The second unlock comes from FCB New York 'fundamentally changing’ how it looks at audiences over the last four years.

Utilising IPG’s ethically sourced data set, Axiom, and other data aggregation tools, the agency now builds audiences that are not only based on behavioural psychology but which are fully attributable as well.

“We can find every single person in that growth audience, and it's addressable, so we can buy against it,” explains Emma. “As we started doing that, we really leant into BX. Because not having the ability to make sure our great work shows up in the right place to those people is a huge gap, in terms of effectiveness."


An Unrecognisable AI Industry?

AI is the other significant influence on FCB New York in 2025, and even as the leaders talk, the office beyond the glass walls is abuzz with people attending talks and presentations for one of the agency’s regular AI learning sessions.

“I don't think I'm going out on a limb by saying we are at a pivotal point,” says Todd, who believes the next year is a “breaking point” for advertising to change in three ways: ‘radically changing’ the process of creating ads, freeing up human creativity; shifting and merging roles and responsibilities, prompting leaders to rethink training and management; and a ‘dramatic change’ in the agency product offering itself.

“We're going to make solutions for the [client] organisation, not just in-market creativity,” he says. “[We’ll] create utility and use our creativity and ingenuity in new ways to add value… That's a radical transformation. And all of a sudden, that opens up whole new monetisation opportunities for an agency.”

He adds that this evolution might make the industry unrecognisable in five years, which is already causing tension between the accelerating capabilities of new AI tech and agencies’ ability to manage such a change.Though Emma is quick to reassure that compelling, emotional stories, shown in the right places, will remain essential.

“We are, ultimately, storytellers. How we do it will be wildly different but we still need human ingenuity, and that has been true for hundreds and hundreds of years, and will continue to be.”
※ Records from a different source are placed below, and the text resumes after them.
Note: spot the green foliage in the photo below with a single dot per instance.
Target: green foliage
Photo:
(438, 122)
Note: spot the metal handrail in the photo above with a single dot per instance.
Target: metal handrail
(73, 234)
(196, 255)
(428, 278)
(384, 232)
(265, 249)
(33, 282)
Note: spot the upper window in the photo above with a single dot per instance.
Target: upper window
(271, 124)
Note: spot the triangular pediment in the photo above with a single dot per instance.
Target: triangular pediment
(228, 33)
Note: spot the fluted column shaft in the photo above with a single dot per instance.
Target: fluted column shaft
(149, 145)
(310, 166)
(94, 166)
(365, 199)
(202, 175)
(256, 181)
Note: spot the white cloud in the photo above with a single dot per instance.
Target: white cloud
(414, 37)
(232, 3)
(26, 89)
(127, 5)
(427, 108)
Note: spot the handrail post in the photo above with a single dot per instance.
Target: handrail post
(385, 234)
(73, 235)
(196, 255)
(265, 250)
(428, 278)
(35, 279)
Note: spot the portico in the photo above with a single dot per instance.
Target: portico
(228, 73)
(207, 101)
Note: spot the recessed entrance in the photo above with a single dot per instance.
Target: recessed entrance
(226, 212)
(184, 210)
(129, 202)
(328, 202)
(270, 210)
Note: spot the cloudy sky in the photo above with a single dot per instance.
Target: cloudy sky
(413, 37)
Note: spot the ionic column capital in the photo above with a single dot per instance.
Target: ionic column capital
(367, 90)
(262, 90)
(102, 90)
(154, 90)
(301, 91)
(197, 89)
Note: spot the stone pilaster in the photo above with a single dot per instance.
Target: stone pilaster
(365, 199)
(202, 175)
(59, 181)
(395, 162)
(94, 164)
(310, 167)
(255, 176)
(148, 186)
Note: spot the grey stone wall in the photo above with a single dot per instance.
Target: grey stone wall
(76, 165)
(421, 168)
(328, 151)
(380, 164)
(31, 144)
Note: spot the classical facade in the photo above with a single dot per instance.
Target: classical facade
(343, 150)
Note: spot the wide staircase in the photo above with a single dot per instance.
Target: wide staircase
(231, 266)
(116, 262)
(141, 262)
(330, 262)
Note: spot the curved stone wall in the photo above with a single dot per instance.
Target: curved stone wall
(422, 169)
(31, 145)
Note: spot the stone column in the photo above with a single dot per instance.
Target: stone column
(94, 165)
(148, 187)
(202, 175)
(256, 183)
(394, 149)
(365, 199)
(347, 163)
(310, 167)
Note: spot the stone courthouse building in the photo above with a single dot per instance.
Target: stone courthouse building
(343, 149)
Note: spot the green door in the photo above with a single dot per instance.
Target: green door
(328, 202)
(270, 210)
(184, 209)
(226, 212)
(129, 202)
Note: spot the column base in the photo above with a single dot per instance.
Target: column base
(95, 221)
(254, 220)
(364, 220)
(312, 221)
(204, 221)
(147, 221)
A Creative Cure for Uncertainty

This discussion around the fragility of adland’s future, comes at a distinctly uncertain point in time for American agencies – “a very polarising period”, Michael describes of the socio-political and economic climates in the States.
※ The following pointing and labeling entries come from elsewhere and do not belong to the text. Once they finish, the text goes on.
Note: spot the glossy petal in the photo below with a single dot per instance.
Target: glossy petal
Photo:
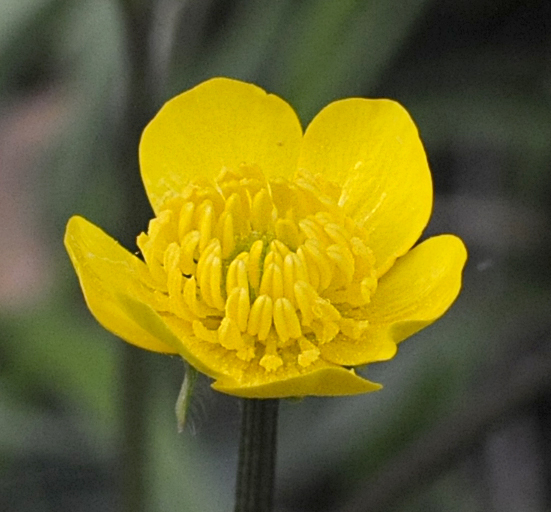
(372, 148)
(416, 291)
(326, 381)
(250, 380)
(109, 278)
(220, 123)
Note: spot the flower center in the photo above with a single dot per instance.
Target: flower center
(268, 269)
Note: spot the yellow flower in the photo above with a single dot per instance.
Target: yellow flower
(276, 261)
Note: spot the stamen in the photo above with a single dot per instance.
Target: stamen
(303, 269)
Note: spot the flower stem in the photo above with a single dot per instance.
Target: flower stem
(257, 456)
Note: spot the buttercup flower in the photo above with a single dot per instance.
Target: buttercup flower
(276, 261)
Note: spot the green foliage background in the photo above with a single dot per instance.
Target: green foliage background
(476, 77)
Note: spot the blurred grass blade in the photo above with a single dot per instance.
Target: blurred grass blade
(184, 398)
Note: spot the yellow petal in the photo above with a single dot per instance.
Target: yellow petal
(325, 381)
(221, 123)
(415, 292)
(108, 273)
(375, 346)
(372, 149)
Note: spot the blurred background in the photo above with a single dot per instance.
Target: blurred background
(463, 423)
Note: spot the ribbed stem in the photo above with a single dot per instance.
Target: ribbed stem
(257, 456)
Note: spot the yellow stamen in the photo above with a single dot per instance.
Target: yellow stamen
(302, 266)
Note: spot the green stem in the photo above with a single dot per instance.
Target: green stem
(257, 456)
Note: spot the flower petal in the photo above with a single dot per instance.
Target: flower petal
(108, 274)
(326, 381)
(414, 293)
(220, 123)
(250, 380)
(373, 150)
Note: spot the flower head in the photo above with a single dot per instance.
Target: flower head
(276, 261)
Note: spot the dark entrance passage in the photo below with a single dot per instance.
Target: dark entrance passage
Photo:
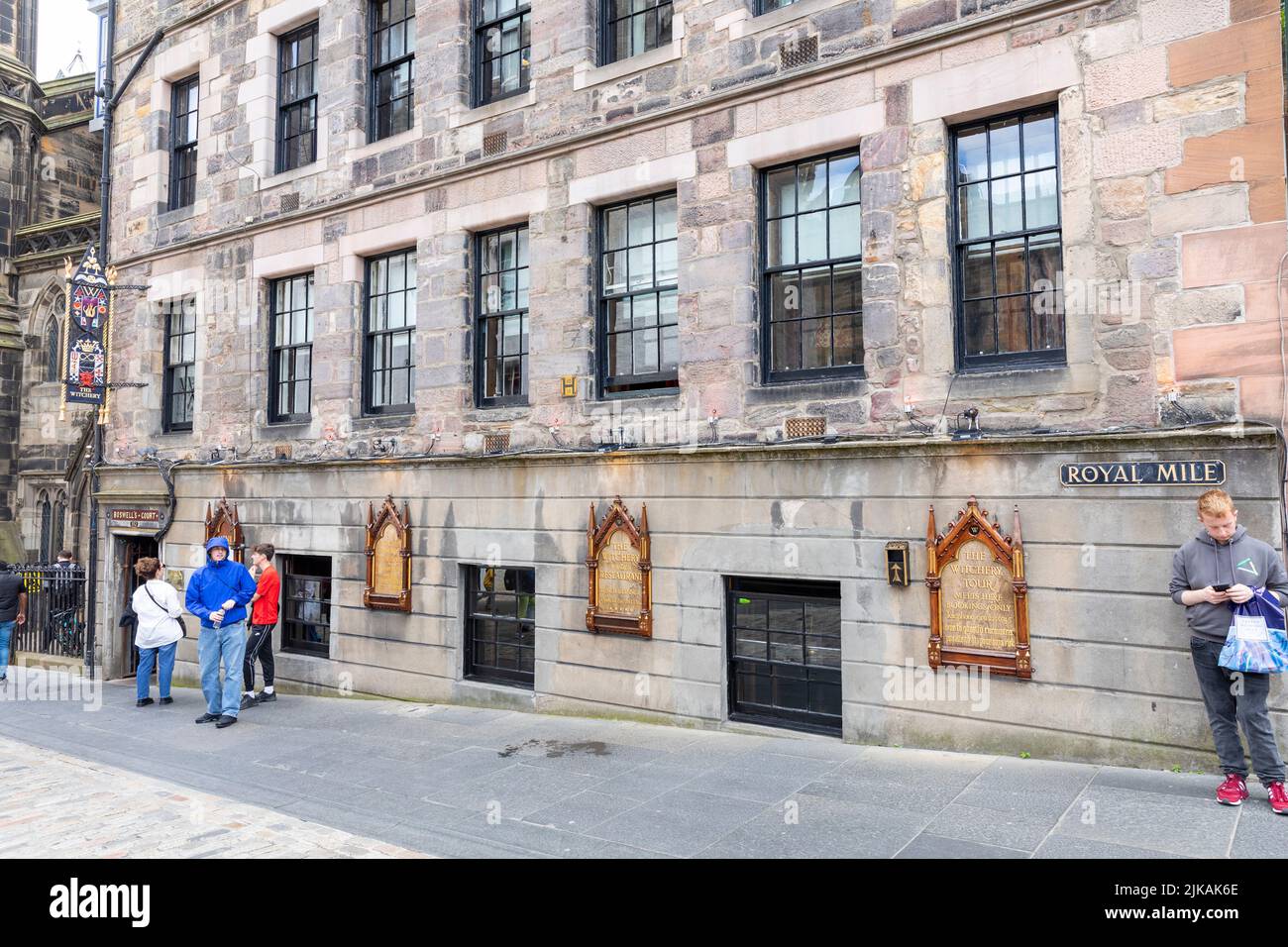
(500, 625)
(785, 654)
(130, 552)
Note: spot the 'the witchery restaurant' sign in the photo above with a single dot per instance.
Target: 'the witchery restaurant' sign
(978, 594)
(617, 558)
(1168, 474)
(86, 330)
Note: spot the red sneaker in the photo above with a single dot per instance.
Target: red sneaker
(1278, 799)
(1234, 789)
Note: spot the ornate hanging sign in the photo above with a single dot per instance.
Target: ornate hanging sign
(978, 594)
(223, 522)
(387, 558)
(617, 558)
(86, 330)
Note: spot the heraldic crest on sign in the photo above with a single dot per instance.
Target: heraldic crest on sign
(86, 330)
(617, 560)
(387, 557)
(978, 594)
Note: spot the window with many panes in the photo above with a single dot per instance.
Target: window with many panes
(812, 274)
(389, 330)
(179, 382)
(393, 65)
(634, 26)
(183, 144)
(502, 317)
(502, 48)
(290, 342)
(1008, 240)
(296, 98)
(307, 604)
(500, 624)
(639, 322)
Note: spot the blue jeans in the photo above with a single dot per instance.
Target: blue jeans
(1228, 710)
(165, 669)
(227, 642)
(7, 629)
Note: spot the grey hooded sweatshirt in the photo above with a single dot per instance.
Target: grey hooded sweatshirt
(1203, 562)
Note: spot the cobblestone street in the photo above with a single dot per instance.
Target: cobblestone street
(330, 776)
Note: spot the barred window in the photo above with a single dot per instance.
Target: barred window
(635, 26)
(502, 50)
(183, 144)
(393, 65)
(502, 321)
(390, 333)
(180, 364)
(639, 321)
(290, 372)
(1008, 240)
(296, 98)
(812, 275)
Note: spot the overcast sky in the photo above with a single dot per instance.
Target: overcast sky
(64, 27)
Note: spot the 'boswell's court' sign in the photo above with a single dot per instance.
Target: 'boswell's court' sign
(1170, 474)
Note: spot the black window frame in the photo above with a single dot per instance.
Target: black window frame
(294, 639)
(812, 673)
(183, 151)
(494, 673)
(767, 273)
(168, 423)
(482, 318)
(1029, 359)
(653, 382)
(287, 107)
(275, 346)
(608, 47)
(482, 94)
(380, 67)
(369, 339)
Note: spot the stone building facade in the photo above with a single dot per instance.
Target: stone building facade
(836, 224)
(50, 169)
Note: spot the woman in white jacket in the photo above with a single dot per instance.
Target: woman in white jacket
(159, 630)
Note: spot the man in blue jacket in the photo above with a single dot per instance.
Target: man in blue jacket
(217, 594)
“There's an uncertainty about what a week or three months from now looks like,” adds Todd. “That uncertainty is augmenting and enhancing what clients were already yearning for, which is assurance and confidence that the things we're putting out in the world for them are strategically and creatively on point… [They’re] hunkering down like, ‘We need to make sure this is right’.

“That's what I've seen a lot of clients looking for right now,” he continues. “And we have the tools, the partners, the research and the science to give them that reassurance. Once you have that, then you apply the creativity on top of it, which has the multiplier effect.”
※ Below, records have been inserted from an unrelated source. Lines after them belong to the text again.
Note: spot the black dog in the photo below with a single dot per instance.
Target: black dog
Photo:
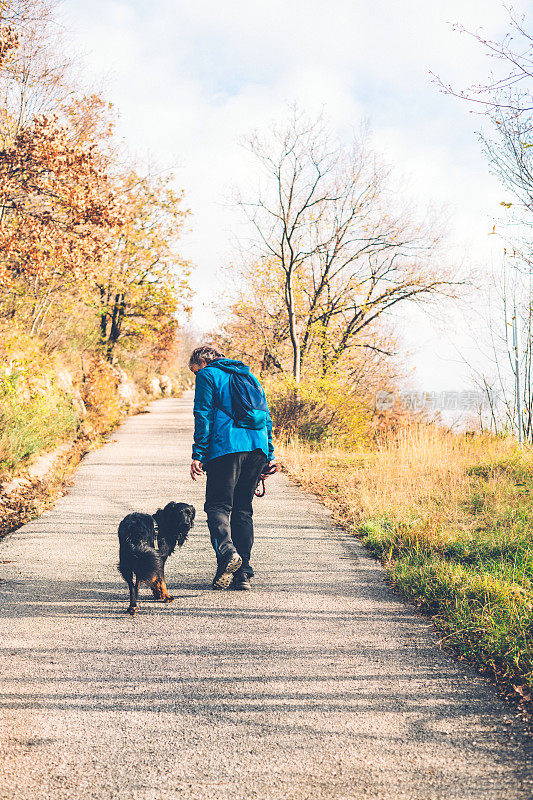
(145, 544)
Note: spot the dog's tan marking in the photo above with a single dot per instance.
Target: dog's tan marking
(162, 591)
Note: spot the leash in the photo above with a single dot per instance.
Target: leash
(267, 472)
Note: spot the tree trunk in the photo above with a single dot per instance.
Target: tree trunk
(295, 341)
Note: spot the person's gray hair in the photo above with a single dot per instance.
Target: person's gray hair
(204, 353)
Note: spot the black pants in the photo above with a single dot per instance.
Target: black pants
(231, 484)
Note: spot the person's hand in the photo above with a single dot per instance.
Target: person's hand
(197, 469)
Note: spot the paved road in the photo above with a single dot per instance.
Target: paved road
(318, 684)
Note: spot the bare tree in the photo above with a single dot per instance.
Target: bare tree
(505, 102)
(325, 216)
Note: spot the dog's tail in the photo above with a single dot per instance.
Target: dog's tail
(144, 561)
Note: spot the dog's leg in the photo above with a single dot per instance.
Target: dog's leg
(162, 593)
(134, 590)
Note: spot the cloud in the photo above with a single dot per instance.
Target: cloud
(190, 78)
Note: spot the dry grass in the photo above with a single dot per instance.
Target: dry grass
(452, 517)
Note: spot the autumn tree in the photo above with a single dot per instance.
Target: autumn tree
(143, 282)
(338, 249)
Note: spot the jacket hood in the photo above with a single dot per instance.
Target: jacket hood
(229, 365)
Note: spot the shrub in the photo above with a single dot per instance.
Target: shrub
(31, 420)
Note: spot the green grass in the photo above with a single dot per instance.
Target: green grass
(453, 523)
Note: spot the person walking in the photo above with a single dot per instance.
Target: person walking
(233, 445)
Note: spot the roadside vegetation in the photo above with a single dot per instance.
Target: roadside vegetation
(450, 516)
(92, 285)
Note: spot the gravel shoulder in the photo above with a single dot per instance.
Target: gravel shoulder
(320, 683)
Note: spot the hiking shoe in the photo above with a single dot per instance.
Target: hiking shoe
(225, 571)
(241, 582)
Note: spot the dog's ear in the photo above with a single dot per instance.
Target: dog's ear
(180, 517)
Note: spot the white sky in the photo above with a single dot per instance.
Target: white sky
(189, 79)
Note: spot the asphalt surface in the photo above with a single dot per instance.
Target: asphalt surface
(319, 683)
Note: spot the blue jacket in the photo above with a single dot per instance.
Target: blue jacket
(215, 433)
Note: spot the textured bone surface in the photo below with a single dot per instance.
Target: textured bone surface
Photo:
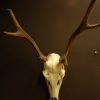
(54, 73)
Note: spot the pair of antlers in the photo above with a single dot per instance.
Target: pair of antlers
(84, 25)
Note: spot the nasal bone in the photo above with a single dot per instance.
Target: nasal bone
(54, 98)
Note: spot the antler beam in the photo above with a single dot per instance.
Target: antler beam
(21, 33)
(82, 27)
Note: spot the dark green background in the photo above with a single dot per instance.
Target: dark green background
(51, 23)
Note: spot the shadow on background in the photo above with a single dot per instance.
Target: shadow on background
(51, 23)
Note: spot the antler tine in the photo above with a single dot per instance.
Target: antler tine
(83, 26)
(21, 33)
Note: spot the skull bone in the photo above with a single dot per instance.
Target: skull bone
(54, 73)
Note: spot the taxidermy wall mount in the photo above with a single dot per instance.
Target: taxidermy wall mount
(54, 64)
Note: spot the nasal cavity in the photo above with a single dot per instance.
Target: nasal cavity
(54, 98)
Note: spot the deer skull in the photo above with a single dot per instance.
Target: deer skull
(54, 73)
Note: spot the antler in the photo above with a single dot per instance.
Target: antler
(82, 27)
(21, 33)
Emma draws from the insecurity felt around the 2008 financial crisis, where many brands followed a “natural instinct” to derisk. “Our job is to push outside of the expected, so that you stand out and get the exponential benefit from what you do… Brands that stopped investing in 2008 have never caught up.”

She adds, “Obviously, the financial environment was very different, but a risky situation leads you to make safer choices. So if brands are pulling back, that will happen again, and they'll lose the opportunity to maintain their strategic leadership position.”

But whether it’s the uncertainty of an unrecognisable, AI future, or fears of economic instability in the US today, Emma is sure that FCB’s creativity remains at the forefront of their solutions – no matter what shape it eventually takes.

“Our goal, ultimately, is to continue to innovate and create the agency of the future for the benefit of our clients’ business goals, using creativity as that unlock. Our creativity is their economic multiplier. But how we do that is ongoing. That makes it fun! Who wants to do the same thing every day?”